1. Technology, or lack thereof. They use candlestick telephones, and there are two ladies who work a newsroom switchboard. To call someone is sometimes referred to as "sending a wire." Whenever a character picks up a phone, he/she tells an operator how to direct the call. The reporters all write on unwieldy typewriters. The newsroom is plastered with actual paper, everywhere. Nowadays, there's little paper involved in putting out a newspaper; it's all done on computers.

2. Ethics? What's that? The two main characters Walter (Cary Grant) and Hildy (Rosalind Russell) work for a newspaper with a democratic leaning. Today, that would mean the editorial pages take a political slant. Back then, it meant the newsroom did, too. Editor in chief Walter advocates for the state's governor and is determined to force the city's mayor out of office. No one even pays lip service to what is a critical part of the profession today: that journalists are neutral observers. Then there's Hildy, who bribes her way to every scoop she gets. Talk about a corrupt system.
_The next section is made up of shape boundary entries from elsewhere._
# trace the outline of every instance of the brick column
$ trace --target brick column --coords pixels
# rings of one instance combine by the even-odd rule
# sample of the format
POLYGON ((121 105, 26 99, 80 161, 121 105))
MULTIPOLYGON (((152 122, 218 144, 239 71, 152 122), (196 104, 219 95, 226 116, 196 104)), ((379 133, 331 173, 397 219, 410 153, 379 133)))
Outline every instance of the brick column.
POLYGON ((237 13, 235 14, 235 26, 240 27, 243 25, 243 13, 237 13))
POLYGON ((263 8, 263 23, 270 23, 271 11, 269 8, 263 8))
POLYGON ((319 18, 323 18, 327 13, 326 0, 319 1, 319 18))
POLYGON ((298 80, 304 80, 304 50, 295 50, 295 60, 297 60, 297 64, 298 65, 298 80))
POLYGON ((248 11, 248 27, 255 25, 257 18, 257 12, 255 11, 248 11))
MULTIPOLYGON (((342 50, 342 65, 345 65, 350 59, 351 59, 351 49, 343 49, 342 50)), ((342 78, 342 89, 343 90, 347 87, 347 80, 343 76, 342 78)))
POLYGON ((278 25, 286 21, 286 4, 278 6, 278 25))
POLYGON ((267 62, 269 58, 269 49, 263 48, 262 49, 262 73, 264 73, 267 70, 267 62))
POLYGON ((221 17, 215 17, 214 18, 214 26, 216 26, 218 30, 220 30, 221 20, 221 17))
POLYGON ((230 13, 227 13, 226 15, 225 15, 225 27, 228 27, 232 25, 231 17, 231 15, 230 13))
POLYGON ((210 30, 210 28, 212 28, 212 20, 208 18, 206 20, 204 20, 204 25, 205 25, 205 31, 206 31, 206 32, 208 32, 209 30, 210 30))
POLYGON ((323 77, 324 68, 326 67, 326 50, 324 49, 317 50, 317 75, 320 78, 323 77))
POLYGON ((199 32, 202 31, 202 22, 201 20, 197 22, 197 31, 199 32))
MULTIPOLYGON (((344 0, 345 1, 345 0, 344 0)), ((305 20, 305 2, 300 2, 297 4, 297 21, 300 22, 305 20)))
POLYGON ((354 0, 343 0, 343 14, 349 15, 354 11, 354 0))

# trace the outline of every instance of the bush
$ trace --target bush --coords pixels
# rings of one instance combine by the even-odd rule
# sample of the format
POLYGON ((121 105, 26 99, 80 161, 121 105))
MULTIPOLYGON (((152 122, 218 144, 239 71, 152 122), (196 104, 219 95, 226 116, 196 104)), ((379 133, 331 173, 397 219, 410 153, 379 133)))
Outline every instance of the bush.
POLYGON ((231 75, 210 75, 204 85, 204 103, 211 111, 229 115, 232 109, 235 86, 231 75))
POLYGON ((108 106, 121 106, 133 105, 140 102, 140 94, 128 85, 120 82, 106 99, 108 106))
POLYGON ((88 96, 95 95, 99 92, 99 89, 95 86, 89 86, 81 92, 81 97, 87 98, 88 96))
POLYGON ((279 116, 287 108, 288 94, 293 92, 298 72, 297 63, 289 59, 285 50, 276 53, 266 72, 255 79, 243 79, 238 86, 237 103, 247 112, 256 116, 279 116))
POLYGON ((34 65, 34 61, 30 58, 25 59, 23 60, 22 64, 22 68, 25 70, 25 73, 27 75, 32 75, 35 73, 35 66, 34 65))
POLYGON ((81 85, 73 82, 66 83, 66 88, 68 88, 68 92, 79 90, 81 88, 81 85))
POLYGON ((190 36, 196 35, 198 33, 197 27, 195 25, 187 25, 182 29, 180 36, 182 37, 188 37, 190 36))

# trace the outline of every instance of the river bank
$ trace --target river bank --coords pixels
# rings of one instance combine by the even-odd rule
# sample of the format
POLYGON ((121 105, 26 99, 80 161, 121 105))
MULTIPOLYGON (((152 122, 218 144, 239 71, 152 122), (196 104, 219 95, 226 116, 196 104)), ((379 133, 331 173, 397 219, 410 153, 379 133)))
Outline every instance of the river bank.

3. Treatment of women. To be fair, the men in this movie treat Hildy pretty much the same as they treat one another. She is referred to as a "newspaper man" over and over. It's Hildy herself who sells herself short. She wants to leave the newspaper business, get married, settle down and pop out some babies - what she calls a "normal life." I know, I know. This was the norm for women during that era. But I still grind my teeth over the idea that a man can have a career and a family, but a woman cannot. She has to choose one or the other.

This movie seriously feels like a cinematic time capsule, but that's what I was after and so watching it was a good use of my time. Plus, it was just darn entertaining.